The assistant knows the journal now. Not because it was told what to write, but because it has read what has already been written.

The core is a vector store: nineteen markdown files, each high-signal. Identity documents, design language, tone, selected posts, an anti-style guide, fifty short concrete observations. The model retrieves from these on each query. The quality of the retrieval determines the quality of the response.

A vector store is not a database. It stores meaning, not records. The same query asked two different ways returns the same material because the system matches by semantic proximity, not exact string. This matters for something as inherently imprecise as "write in the voice of this journal."
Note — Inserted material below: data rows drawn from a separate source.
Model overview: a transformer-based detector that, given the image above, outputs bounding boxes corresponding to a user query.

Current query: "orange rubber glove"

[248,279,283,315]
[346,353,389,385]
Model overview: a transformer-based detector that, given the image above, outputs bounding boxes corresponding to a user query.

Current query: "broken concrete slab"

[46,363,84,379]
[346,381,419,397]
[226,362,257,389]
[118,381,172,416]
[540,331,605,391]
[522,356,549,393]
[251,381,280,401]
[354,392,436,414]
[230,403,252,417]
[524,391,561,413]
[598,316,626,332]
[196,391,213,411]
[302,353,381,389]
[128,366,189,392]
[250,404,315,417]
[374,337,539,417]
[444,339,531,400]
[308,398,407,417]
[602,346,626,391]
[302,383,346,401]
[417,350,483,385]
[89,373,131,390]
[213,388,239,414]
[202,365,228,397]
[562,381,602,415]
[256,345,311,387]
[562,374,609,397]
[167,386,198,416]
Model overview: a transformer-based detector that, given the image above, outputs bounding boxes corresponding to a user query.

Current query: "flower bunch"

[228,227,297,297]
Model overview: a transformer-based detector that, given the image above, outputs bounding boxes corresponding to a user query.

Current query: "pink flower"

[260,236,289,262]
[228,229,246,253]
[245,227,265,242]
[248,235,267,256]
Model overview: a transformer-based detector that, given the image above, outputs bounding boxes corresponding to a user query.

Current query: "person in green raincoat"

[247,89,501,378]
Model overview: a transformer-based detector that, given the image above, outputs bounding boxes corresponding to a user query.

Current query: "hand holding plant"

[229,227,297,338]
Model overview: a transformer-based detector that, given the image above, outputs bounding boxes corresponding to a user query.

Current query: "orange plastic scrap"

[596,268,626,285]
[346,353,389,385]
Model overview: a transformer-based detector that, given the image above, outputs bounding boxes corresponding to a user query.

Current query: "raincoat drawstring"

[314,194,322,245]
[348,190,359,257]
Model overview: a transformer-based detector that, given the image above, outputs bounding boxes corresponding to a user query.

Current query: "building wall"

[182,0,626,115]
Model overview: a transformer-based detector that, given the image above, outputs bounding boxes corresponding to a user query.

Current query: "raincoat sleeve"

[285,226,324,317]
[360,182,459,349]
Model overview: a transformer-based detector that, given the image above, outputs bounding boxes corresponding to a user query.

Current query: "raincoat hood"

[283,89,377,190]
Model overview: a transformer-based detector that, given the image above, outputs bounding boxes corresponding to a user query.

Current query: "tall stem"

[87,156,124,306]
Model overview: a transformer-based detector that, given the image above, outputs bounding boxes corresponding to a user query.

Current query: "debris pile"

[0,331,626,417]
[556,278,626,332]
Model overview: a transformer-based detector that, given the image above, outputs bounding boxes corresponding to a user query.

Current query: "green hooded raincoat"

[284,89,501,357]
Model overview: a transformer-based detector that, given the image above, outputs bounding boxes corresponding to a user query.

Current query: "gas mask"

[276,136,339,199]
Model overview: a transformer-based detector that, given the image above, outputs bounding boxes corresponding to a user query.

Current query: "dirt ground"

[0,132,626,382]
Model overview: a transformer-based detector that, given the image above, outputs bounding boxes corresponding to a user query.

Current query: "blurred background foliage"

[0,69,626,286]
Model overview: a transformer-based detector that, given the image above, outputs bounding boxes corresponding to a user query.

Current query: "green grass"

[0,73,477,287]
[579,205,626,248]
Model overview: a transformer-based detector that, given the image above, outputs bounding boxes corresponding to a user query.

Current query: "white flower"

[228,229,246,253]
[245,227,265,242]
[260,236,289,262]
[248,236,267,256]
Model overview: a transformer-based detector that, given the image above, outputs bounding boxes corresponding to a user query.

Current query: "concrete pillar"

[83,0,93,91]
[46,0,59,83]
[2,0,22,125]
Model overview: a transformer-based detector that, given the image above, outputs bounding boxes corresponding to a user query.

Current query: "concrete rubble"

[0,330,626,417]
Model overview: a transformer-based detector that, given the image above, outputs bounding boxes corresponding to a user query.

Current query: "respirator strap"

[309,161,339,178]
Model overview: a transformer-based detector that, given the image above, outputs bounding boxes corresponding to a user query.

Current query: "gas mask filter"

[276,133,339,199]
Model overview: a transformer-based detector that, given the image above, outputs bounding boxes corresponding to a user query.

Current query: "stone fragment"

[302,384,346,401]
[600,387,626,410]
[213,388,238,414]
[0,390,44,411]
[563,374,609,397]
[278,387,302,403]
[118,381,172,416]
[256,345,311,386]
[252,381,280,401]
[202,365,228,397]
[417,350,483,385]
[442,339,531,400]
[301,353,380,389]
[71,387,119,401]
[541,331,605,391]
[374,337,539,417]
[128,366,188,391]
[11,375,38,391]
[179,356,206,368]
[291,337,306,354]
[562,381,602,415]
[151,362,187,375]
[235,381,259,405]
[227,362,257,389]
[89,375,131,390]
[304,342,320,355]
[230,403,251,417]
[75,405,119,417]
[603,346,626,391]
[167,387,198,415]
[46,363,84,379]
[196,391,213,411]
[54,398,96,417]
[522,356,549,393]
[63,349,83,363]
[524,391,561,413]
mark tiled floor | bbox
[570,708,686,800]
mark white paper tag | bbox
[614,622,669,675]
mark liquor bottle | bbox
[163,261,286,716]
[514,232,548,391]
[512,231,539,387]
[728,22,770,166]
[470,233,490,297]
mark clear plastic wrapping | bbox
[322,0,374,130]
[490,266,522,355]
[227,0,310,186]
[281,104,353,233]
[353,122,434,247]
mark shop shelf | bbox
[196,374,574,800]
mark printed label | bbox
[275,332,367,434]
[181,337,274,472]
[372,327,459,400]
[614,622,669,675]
The hard part was not the technical setup. It was deciding what belonged in the store and what did not. Code patterns and file structure were excluded — they can be derived by reading the repo. Git history was excluded — that belongs in commit messages. What remained were the things that would not survive in any other form: the philosophy, the tone, the recurring preoccupations, the lines already written that define what a new line should feel like.

An observations file was added last: fifty short concrete notes from experience. Not abstractions. Not principles. Observations. The model needed friction against actuality — something to pull it away from manifesto language toward the grounded specific. More realia improved the output faster than any additional instruction.

The result behaves more like an editorial engine than an assistant. It does not generate text from scratch. It operates inside a defined aesthetic and checks each response against it. When it works, the output is indistinguishable from something written in this register. When it fails, it sounds like an AI.

The failure modes are instructive. The model hallucinates files that do not exist, reaches for noir atmosphere when restraint is called for, abstracts when a concrete observation would do more. These are not model failures. They are knowledge base failures. Better content improves the system faster than a larger model.

The store is not finished. It is a working document. What gets added to the journal goes into the knowledge base. The assistant gets incrementally more accurate as the writing accumulates. That is the right direction.